Amado por todo mundo, o grande Emmanuel Bassoleil coleciona uma grande coleção de fãs no Brasil -

Amado por todo mundo, o grande Emmanuel Bassoleil coleciona uma grande coleção de fãs no Brasil

Emmanuel Bassoleil: o francês do Brasil

Desde que chegou por aqui, há três décadas, Emmanuel Bassoleil ajudou a nos ensinar a cozinhar e fez um milhão de amigos. Agora, ganha novos fãs

Patricia Oyama - Publicado em 19/08/2019, às 15h00 - Atualizado às 15h11

É preciso concentração e ouvidos atentos para acompanhar Emmanuel Bassoleil. Ele fala rápido, quase sem pausas, num português fluente de quem está perfeitamente adaptado a estas terras – só restou um sotaque na medida para garantir a dose extra de charme ao chef francês.

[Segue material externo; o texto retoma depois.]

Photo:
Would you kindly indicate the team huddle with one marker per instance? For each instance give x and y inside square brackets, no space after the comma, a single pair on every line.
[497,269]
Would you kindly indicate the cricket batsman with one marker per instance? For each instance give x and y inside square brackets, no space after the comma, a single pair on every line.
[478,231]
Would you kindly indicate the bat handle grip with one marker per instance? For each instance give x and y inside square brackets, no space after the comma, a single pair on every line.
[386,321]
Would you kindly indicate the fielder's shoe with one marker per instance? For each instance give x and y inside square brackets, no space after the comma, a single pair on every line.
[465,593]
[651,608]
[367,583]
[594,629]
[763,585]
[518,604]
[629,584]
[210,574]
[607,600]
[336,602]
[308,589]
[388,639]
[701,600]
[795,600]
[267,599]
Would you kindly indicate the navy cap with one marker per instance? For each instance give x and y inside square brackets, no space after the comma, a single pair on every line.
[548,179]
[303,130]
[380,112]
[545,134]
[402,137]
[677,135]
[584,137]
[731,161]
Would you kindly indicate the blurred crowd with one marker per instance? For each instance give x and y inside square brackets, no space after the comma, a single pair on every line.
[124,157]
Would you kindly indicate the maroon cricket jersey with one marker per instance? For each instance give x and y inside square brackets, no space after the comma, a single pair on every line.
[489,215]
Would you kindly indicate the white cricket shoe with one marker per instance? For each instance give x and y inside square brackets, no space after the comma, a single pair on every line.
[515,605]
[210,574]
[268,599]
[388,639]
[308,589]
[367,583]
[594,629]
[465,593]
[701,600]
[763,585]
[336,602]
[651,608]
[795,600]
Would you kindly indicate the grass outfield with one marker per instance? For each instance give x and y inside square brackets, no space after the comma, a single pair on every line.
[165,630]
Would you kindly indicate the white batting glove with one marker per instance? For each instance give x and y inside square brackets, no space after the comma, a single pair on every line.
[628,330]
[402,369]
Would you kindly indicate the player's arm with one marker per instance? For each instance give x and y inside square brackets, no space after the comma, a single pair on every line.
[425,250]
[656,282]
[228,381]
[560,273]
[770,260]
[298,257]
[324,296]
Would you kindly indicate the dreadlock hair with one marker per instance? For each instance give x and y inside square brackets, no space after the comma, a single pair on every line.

Dos seus 57 anos, Bassoleil passou 32 deles no Brasil. Lembra com precisão de datas, lista todo os presidentes da República desde José Sarney e cita até os índices inflacionários da década de 80. Vai desfiando sua história, emendando uma passagem na outra, sem se desligar do que acontece ao redor – está de olho nas fotos dos pratos que estão sendo feitas para esta reportagem, controla o volume do som do salão, fica atento a quem entra no restaurante. Onipresença de quem está habituado a coordenar todo o setor de alimentação de um hotel cinco estrelas com quase uma centena de quartos.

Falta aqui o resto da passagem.